Raging floods continue to batter Pakistan as death toll jumps to 30
Authorities are carrying out controlled breaches of embankments in desperate attempt to save big cities from deluges

KARACHI, Pakistan
The death toll from raging floods in Pakistan's northeastern Punjab province has jumped to 30 over the past three days, as authorities are carrying out controlled breaches of embankments in a desperate attempt to save big cities from deluges, a minister said on Saturday.
Rescuers backed by army troops are evacuating thousands of people stranded in the flood-hit areas as massive deluges are flowing southward to fall into the mighty Indus River.
Punjab's Senior Minister Marriyum Aurangzeb told reporters in the provincial capital Lahore that nearly half a million people have already been evacuated from different districts.

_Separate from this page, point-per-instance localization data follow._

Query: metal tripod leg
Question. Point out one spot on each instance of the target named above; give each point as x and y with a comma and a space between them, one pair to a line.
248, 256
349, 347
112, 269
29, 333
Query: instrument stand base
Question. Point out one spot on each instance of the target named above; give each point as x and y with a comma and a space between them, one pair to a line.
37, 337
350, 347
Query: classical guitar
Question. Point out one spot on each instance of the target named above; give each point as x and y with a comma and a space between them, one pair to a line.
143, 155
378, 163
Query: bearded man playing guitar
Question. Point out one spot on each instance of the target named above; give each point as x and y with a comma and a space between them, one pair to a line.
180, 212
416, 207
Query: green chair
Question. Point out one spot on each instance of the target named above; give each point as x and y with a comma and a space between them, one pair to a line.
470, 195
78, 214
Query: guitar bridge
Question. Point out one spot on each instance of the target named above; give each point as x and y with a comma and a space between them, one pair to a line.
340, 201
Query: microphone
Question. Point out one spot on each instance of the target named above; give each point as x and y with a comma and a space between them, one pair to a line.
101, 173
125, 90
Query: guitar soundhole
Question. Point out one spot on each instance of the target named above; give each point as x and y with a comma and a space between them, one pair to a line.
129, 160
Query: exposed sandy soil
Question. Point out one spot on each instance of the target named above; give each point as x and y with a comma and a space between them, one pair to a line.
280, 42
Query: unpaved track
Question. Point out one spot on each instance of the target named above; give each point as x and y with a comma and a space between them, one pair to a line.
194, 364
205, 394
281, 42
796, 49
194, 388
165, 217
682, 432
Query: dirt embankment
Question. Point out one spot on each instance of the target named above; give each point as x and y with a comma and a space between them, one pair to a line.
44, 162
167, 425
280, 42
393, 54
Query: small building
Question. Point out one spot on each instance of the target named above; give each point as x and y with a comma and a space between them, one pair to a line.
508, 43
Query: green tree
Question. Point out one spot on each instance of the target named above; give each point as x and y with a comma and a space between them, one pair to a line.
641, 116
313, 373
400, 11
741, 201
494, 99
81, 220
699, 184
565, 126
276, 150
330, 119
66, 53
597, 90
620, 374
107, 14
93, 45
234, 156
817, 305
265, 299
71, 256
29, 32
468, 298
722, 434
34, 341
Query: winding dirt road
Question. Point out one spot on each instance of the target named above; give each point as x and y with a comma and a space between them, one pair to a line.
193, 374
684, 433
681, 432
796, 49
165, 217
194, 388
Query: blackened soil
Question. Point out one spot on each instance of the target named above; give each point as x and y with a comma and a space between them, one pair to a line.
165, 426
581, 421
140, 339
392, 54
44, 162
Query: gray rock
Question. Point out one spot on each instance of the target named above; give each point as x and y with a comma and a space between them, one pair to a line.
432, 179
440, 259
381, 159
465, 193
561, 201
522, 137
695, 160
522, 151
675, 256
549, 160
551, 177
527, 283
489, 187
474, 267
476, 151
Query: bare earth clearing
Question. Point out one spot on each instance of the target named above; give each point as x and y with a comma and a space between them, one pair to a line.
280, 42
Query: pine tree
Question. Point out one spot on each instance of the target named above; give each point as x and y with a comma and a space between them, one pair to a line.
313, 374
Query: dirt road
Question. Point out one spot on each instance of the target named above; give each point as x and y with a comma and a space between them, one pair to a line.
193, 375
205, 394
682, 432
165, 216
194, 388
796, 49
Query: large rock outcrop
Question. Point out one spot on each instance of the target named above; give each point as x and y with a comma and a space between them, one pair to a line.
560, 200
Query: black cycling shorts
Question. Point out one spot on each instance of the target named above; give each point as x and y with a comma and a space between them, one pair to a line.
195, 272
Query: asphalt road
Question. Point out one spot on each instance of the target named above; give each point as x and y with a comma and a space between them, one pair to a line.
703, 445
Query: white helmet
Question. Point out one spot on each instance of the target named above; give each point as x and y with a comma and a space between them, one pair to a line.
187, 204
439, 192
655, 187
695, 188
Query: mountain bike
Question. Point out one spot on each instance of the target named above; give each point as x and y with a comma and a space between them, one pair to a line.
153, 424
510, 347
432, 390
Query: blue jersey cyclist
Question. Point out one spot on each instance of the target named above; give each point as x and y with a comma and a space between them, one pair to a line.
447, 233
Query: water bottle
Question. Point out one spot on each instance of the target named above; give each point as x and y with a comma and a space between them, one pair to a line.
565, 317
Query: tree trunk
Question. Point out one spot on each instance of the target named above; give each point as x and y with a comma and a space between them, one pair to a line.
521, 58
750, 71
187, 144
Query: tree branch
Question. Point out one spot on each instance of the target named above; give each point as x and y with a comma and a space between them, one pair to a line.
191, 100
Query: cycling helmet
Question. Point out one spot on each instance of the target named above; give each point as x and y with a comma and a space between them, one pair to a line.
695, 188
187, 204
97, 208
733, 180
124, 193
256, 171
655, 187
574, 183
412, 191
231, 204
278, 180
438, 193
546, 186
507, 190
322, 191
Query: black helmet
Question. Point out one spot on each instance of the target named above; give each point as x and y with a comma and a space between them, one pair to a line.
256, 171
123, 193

It is for the first time in the country's 78-year history that the three eastern rivers – Chenab, Ravi, Sutlej – have overflown simultaneously, inundating over 2,000 villages and affecting more than 1.5 million people so far.
Aurangzeb said that some 500 camps across the province have been set up to provide shelter to the affected people.
Footage aired on local broadcaster Geo News showed rescuers rescuing people taking shelter on rooftops and even on trees in the flood-stricken areas in Kasur district.
Another footage showed rescuers, through megaphones, asking the residents living near river banks and low-lying areas to evacuate.
In Multan, which is likely to be hit by the raging floods on Sunday, the administration has set a target of relocating 300,000 residents to safer locations by Saturday night.
Authorities in southern Sindh province have urged the residents living downstream to get ready for mandatory evacuations as the Indus River is likely to flow in high flood next week.
"We have put the people and authorities on high alert as the floodwaters from the three rivers are coming to Indus River," Jam Khan Shoro, a provincial minister, who is overseeing the relief activities in Sindh, told reporters.
The latest floods are seen as the worst after the 2022 catastrophic deluges that inundated a third of the country, aside from killing over 1,700 people and causing whopping $32 billion losses in infrastructure, according to government statistics.